Catching and holding the ghost-child close, Ten wondered anew how something made up only of spirit and soul could have such solid mass and weight. Even Denny’s clothes changed depending on the spirit’s mood or what he’d been watching on TV.
Of course, no one else he’d ever met perceived ghosts the way he did. Sometimes, though someone may think they saw something when Ten was touching a spirit. But that was rare and Ten had tried over the years to limit his PDAs, or public displays of apparitions, to late night trips to the park so Denny could play.
He squeezed the ghost-child. “Remember, I stopped going to school a while ago. I go to work in a boring garage now.” Denny hung on tight. His mutinous pout was as much a barometer as the trembling pictures. Ten swung around, implementing plan B with the ease of a seasoned negotiator. “And I need my keys to get to the job so I have money to pay the cable company to keep your favorite TV show on.”
Anything cartoony or populated with puppets was Denny’s favorite. The more bright colors, and sing-along, the better. Thank the gods that the days of the hideous purple dinosaur had been replaced by childish Hispanic explorers and racecars. Ten could sit down and watch those without the urge to pray for a second ice age. That stupid singing, dancing dino was a disgrace to reptiles universally.
“Okay.” Denny grinned, gap-toothed as ever and wriggled to get down. The remote leapt of the coffee table, flying right into the boy’s hand; a neat trick Ten often wondered the mechanics of how it was accomplished.

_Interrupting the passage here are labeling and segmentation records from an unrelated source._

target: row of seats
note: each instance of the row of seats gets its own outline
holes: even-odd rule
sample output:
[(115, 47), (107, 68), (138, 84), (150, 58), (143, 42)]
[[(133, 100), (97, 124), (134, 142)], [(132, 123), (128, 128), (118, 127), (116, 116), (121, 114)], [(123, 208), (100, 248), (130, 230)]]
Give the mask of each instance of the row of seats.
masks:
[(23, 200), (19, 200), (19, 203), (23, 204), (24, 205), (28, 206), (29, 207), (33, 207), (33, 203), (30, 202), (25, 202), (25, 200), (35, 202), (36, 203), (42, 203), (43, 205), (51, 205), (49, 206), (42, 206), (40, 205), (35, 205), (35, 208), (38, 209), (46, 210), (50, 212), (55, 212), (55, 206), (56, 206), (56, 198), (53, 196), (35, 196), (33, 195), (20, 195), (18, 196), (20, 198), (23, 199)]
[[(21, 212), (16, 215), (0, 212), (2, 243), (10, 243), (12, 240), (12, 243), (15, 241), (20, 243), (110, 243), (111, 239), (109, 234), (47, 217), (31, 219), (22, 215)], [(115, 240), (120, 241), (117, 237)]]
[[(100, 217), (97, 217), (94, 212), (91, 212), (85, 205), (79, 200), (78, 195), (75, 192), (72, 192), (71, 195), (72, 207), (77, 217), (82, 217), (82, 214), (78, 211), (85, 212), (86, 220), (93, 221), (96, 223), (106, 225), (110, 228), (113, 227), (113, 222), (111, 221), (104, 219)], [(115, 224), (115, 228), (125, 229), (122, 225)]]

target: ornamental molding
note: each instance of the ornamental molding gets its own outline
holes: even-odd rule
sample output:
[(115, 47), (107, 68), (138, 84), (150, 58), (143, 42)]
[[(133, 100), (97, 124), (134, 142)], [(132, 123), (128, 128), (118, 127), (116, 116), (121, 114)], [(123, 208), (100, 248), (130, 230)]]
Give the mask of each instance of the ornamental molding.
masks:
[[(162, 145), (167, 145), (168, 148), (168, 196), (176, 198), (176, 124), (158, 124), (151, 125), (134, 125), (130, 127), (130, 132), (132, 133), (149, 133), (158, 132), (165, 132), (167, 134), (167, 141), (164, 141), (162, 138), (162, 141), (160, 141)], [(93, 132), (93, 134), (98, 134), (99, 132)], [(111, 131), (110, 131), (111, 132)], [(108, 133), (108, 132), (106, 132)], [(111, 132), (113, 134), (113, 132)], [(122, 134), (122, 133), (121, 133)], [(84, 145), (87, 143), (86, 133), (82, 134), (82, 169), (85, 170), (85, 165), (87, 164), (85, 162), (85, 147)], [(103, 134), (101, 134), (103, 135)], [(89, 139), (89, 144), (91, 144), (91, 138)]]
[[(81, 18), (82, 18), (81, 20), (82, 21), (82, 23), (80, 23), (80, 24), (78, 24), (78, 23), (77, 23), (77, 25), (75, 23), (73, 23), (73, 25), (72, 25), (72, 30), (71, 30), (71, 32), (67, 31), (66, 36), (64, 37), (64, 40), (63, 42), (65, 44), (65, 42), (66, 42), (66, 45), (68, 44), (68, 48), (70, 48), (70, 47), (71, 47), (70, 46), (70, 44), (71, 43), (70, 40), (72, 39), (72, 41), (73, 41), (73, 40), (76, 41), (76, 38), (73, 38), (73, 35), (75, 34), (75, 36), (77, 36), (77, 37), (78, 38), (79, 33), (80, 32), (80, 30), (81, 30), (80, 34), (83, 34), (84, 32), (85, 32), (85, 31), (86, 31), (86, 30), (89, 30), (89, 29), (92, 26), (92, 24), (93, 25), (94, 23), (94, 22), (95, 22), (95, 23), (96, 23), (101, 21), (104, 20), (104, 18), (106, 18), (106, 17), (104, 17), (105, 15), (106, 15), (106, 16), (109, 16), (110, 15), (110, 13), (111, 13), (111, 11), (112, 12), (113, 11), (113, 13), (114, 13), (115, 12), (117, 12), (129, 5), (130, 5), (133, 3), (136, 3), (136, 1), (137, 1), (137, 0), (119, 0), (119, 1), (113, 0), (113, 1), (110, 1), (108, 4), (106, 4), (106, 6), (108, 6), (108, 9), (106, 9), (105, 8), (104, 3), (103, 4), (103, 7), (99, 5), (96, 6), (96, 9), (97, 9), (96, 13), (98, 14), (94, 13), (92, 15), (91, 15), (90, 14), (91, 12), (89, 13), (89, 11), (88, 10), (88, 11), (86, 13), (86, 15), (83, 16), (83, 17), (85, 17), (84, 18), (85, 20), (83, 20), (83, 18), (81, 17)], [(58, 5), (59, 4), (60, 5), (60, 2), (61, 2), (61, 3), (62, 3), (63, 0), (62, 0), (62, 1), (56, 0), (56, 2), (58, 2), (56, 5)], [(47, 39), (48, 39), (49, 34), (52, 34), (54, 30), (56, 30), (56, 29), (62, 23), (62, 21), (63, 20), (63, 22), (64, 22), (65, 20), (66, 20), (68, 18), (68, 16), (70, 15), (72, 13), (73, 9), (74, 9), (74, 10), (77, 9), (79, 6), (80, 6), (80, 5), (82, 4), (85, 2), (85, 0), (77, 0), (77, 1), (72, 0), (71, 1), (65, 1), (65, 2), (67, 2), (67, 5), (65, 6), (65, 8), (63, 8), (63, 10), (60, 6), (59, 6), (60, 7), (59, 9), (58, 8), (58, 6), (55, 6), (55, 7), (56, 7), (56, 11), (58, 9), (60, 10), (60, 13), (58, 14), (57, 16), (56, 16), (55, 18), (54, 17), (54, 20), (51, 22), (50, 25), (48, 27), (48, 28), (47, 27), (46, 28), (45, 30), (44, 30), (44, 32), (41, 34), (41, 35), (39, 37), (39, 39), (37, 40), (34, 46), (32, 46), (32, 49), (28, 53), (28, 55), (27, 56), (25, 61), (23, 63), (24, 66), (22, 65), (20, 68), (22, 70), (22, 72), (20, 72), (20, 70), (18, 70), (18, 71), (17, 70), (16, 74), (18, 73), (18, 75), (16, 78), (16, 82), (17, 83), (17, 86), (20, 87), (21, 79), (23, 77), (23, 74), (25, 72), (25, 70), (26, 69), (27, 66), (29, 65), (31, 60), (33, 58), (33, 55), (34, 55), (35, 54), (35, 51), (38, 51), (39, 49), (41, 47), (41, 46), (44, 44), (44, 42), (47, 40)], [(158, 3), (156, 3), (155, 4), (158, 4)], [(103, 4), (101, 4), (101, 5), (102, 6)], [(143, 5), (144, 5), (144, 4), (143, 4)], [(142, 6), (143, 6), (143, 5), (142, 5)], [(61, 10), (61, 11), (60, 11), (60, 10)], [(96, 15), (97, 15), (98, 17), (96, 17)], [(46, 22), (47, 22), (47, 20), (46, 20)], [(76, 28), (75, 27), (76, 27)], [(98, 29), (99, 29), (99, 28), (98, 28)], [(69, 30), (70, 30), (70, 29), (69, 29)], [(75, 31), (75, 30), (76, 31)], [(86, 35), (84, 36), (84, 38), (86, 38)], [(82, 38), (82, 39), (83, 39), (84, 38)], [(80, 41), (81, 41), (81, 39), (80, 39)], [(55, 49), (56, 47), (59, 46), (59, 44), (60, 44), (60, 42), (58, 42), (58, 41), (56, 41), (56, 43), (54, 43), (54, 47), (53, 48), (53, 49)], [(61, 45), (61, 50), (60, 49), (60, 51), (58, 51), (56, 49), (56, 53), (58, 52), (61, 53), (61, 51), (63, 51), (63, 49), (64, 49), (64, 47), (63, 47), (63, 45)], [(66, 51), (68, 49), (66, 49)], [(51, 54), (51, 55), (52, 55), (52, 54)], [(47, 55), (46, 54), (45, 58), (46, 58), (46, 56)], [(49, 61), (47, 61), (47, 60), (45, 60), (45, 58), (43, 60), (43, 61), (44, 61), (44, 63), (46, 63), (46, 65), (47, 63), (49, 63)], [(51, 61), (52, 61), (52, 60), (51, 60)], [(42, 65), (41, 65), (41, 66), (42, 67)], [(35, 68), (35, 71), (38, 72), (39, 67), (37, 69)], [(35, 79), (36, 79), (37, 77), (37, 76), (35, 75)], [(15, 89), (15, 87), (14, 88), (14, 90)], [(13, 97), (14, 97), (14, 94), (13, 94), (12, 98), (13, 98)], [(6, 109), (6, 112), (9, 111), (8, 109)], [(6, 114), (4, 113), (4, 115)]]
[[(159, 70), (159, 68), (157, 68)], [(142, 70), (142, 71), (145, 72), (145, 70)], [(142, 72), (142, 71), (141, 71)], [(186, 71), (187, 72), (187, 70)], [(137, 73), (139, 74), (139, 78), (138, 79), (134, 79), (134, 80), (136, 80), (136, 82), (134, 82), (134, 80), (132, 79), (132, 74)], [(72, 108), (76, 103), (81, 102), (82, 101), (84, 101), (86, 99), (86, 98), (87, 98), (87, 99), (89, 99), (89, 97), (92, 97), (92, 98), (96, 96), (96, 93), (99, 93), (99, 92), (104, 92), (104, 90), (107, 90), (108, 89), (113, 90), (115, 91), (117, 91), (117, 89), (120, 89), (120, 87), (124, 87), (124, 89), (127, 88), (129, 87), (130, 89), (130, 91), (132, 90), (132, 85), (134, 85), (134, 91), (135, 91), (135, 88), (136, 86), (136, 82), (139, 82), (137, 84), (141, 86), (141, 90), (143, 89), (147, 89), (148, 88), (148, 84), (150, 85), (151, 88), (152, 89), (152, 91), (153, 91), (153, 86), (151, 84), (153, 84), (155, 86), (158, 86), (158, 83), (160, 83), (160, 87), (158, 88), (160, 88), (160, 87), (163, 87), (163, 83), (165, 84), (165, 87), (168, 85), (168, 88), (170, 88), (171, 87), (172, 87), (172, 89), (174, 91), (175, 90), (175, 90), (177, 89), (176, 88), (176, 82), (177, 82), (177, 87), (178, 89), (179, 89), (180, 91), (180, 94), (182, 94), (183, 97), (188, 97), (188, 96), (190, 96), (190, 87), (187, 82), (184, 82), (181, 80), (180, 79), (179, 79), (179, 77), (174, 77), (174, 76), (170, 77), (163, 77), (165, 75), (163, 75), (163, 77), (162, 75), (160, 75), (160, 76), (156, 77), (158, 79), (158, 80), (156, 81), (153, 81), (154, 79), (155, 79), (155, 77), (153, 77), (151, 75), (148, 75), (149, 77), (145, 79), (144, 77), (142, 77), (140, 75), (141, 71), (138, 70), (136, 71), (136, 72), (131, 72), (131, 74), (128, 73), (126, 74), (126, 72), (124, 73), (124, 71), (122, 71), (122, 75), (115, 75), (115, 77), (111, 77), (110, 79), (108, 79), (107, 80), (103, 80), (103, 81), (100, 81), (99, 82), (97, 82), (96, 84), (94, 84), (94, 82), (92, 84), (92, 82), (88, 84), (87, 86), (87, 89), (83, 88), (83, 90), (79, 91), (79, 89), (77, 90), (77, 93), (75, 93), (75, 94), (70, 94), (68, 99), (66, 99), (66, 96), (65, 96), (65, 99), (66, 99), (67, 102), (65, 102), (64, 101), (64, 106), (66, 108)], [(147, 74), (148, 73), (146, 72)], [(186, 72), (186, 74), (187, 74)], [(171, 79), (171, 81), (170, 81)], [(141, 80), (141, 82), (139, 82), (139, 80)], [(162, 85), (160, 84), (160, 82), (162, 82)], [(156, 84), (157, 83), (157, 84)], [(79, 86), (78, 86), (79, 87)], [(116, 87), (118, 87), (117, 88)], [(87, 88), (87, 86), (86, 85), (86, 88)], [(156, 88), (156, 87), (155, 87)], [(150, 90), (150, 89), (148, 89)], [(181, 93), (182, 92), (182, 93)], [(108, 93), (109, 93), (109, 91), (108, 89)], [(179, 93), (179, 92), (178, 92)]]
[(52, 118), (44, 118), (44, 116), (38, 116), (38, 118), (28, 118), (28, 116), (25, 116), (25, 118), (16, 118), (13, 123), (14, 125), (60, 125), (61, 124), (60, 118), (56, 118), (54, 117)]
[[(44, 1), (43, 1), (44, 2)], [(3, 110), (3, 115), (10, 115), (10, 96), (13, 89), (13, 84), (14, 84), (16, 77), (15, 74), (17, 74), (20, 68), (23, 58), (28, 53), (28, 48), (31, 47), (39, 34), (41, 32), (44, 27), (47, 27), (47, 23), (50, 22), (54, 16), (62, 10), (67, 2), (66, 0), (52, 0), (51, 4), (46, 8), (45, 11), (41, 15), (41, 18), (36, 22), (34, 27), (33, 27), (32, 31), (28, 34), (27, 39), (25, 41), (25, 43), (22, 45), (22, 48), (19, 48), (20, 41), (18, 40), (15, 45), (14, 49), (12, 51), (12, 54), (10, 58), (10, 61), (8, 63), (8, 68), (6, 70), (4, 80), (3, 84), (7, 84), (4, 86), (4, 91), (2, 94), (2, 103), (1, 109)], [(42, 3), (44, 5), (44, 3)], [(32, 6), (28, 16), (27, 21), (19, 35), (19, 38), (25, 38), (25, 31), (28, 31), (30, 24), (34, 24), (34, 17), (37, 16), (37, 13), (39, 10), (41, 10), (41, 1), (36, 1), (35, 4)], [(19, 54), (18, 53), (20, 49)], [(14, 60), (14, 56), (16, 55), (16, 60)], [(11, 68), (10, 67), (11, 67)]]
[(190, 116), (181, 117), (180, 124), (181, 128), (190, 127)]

Aiming the remote at the seventy-two inch plasma TV, he switched it to the cartoon channel. “Keys, Den.” Ten reminded, swiping them out of the air when they literally dropped out of nowhere. “Thanks buddy.” With Denny engrossed in old-fashioned wabbit hunting, he slipped out the door. Good-byes always made the ghost clingy and hard to leave behind.
Lingering summer heat hit Ten as he power-walked to his truck, parked on the street instead of the garage where Denny might hear him drive away. At the first light, he felt like congratulating himself for his grand escape. Then the first prickle of guilt hit him. He drove the rest of the way to work trying to convince himself that he wasn’t abandoning a five year old at home. Denny would have been four and a half years older than him had he lived, and frankly, Ten had to work.
The guilt rode him hard. Ten reminded himself that wasn’t sluffing off oldest friend in the world. His and Denny’s relationship had evolved from imaginary friend, to grade school curse, to the present. Ten shook his head. He didn’t even know what to call his relationship with Denny anymore.
He sighed. Yep, not only was he old. He was strange.